El ejercicio de lectura puede ser un verdadero reto para algunos estudiantes, debido al poco interés que se tiene en ciertos temas y por ende en publicaciones realizadas a través del mismo, es importante recalcar que la lectura de periódicos y revistas también está considerado dentro de las estadísticas generales, pero a pesar de esto las cifras siguen siendo bajas.

Hoy queremos compartir contigo algunos tips que puedes aplicar para que tus estudiantes lean por amor y no por obligación:

1. Permite al estudiante elegir un libro de su preferencia.

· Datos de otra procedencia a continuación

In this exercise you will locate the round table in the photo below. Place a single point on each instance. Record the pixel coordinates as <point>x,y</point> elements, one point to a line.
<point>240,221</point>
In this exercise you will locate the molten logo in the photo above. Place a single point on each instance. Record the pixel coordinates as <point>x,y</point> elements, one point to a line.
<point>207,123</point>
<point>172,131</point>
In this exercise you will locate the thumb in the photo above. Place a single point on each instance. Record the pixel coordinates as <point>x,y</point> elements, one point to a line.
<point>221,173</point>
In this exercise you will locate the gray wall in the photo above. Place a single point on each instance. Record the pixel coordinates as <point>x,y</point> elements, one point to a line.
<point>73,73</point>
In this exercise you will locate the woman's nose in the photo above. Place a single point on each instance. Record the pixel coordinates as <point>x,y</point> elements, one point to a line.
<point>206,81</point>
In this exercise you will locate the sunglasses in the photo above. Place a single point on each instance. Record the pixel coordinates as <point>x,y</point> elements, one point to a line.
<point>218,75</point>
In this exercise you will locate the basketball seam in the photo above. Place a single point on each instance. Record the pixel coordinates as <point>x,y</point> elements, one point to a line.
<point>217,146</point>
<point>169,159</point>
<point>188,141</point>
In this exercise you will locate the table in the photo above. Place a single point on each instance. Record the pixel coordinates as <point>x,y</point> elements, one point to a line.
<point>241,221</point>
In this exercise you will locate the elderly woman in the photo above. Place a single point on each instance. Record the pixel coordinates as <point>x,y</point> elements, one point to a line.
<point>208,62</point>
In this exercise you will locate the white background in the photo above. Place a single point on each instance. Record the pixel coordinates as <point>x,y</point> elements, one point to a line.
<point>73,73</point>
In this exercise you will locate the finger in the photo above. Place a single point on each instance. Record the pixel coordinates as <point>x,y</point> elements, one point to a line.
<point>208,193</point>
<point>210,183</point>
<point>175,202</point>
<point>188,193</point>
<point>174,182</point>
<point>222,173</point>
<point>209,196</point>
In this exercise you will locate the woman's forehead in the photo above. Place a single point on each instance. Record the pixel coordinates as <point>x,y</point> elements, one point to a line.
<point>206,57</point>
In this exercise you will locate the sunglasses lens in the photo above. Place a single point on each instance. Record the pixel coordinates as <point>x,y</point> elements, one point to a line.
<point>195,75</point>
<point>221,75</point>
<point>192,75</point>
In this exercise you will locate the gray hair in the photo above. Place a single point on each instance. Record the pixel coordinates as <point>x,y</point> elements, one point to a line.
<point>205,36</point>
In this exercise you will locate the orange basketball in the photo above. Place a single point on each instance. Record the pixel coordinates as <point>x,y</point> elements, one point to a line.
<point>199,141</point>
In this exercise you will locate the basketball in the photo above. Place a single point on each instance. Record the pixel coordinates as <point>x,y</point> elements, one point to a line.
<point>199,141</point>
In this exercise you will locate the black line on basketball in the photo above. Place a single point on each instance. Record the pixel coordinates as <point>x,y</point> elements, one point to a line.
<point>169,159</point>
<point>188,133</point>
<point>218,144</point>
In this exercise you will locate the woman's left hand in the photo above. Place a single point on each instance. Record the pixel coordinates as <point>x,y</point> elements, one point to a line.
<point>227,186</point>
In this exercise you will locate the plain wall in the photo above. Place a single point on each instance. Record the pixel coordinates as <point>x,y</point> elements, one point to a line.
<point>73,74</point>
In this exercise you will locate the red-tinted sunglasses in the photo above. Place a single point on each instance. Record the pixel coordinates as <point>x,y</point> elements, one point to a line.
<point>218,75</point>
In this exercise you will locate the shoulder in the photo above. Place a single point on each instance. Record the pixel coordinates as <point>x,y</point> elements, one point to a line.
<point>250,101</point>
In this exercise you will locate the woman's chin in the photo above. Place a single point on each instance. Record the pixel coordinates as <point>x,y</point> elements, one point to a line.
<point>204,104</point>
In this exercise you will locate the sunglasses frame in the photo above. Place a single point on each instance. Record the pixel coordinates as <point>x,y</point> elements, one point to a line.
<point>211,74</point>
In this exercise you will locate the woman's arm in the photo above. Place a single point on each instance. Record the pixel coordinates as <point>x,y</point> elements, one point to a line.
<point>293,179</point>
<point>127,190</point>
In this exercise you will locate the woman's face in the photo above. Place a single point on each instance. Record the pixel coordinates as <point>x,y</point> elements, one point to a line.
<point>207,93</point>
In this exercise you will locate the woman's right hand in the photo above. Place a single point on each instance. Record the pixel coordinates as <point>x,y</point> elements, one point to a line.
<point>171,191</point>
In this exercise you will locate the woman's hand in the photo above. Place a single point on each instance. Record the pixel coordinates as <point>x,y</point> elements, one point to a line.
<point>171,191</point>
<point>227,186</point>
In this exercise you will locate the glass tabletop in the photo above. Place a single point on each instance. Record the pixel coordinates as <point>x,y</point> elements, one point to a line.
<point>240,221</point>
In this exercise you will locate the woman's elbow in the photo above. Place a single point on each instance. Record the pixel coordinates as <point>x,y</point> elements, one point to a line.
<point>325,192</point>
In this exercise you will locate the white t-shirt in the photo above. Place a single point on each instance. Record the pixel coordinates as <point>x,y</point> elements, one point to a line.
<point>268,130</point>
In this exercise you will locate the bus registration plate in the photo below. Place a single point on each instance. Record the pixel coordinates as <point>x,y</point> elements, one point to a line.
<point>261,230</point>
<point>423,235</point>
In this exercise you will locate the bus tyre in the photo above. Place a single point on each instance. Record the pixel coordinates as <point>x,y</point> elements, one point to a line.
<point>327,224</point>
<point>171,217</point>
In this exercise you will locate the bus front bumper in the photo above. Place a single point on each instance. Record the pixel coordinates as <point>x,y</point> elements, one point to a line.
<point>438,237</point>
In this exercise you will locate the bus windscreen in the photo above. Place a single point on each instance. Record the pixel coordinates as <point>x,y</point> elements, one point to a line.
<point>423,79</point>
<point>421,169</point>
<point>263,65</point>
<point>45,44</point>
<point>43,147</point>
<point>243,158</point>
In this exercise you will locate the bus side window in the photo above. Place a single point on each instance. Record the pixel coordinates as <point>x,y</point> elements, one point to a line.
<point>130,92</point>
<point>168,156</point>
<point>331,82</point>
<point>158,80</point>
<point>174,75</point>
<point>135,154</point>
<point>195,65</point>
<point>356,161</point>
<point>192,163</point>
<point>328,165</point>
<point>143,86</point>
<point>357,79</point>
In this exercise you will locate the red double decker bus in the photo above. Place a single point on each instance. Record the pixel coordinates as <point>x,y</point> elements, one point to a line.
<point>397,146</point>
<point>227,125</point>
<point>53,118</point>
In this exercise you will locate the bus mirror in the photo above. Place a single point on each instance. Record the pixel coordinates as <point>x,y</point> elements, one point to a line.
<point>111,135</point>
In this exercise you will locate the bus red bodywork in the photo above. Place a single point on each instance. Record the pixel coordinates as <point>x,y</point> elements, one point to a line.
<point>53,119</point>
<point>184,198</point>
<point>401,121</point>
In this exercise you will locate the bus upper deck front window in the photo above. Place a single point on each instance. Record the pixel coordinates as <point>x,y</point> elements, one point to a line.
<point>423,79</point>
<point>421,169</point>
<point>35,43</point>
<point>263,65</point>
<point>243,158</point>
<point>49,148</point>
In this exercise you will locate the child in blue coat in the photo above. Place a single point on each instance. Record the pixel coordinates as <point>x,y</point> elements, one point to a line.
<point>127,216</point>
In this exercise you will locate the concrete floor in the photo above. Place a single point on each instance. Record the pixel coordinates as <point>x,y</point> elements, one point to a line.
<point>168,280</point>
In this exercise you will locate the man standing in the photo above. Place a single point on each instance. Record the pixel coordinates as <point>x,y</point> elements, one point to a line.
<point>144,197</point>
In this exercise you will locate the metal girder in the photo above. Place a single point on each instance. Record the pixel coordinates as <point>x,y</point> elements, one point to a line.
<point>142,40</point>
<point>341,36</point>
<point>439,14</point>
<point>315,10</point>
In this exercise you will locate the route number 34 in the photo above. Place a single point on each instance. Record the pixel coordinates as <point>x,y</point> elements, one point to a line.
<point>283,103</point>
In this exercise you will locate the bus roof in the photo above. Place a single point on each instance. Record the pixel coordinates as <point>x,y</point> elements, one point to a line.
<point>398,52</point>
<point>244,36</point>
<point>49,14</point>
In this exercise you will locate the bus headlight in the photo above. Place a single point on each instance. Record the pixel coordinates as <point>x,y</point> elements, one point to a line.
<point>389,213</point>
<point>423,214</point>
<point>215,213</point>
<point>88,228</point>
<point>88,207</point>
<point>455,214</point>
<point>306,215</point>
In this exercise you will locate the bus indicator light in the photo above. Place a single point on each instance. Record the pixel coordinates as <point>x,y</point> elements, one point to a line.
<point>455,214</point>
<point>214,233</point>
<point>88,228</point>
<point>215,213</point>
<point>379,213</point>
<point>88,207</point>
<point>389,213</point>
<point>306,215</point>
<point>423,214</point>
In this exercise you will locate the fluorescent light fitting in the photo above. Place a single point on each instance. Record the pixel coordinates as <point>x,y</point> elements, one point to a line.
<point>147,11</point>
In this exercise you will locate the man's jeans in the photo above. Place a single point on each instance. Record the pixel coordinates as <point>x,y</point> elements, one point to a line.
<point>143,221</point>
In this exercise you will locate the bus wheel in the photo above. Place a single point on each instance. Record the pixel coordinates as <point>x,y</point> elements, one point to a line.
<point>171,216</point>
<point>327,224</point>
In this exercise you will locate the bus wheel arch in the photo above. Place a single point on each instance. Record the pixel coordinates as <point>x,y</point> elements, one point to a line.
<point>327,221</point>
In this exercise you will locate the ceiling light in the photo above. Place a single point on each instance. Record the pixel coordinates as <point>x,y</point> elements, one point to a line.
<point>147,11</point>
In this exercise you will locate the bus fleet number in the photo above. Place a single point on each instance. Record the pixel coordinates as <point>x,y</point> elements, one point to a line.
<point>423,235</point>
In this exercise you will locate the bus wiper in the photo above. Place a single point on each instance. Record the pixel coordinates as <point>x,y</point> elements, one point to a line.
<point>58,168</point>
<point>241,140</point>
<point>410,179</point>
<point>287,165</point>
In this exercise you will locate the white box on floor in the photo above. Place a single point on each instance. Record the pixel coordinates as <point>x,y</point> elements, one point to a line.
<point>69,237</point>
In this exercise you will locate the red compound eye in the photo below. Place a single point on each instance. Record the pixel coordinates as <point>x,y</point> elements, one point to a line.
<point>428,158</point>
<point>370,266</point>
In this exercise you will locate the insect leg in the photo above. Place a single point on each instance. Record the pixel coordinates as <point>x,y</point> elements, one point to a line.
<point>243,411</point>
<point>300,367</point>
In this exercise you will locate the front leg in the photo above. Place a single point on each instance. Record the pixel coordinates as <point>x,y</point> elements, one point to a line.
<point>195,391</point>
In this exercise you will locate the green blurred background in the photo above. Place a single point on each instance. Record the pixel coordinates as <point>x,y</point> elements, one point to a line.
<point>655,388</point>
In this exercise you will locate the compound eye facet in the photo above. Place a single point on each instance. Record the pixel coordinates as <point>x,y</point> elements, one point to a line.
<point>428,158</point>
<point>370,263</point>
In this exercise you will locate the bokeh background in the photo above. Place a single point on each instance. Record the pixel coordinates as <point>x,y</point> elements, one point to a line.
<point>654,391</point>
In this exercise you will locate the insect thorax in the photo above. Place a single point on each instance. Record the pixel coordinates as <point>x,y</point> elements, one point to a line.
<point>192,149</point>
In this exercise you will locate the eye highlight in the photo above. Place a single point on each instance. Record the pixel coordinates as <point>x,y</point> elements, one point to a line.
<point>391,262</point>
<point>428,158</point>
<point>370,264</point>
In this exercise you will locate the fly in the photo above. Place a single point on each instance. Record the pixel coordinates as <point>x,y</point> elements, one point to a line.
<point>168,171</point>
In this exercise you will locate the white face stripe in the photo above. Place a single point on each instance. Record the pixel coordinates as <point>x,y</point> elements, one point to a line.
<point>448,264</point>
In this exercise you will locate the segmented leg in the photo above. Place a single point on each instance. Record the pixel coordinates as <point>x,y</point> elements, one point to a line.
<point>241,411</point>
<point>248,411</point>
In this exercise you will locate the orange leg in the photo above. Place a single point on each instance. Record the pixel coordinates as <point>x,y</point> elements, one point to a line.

Imponer un tema o un género literario para los estudiantes es el peor error que un docente puede cometer para incentivar la lectura, por eso permite que tus estudiantes escojan el libro que deseen leer, sin importar el género literario, lo importante es que miren la lectura como una actividad de disfrute y no como un suplicio o una obligación.
2. Elige un libro cuyo final no sea del agrado de los estudiantes.
Este consejo puede sonar descabellado, pero no lo es. Esta actividad es muy importante ya que puedes solicitar a tus estudiantes que a manera de ejercicio redacten el final de la historia. Así podrán trabajar con múltiples opciones y buscar un final con el que todos terminen satisfechos.
3. Incentive la lectura con estrellas doradas.
Una de las maneras en las que podemos incentivar a los estudiantes a leer en forma cotidiana y rigurosa es a través de incentivos, aunque suene a chantaje no lo es, a todos nos gustan sentir que nuestro trabajo es reconocido y cuando es así lo hacemos con más ánimo.
4. Lee un libro junto a ellos en clase
La mejor forma de enseñar, es predicar con el ejemplo. Toma un tiempo dentro de la hora de clase para compartir con los estudiantes una lectura compartida, puede ser colectiva o individual, lo importante es que el estudiante mire que su docente comparte su gusto por la lectura.
4. Actúa escenas diferentes del libro.
Genera espacios de interacción entre estudiantes, elige una escena al azar de cualquier libro para que en grupos armen una obra de teatro y disfruten de forma distinta la obra que están leyendo.
Sigue estas recomendaciones y verás cómo tus estudiantes van a leer por amor y no por obligación.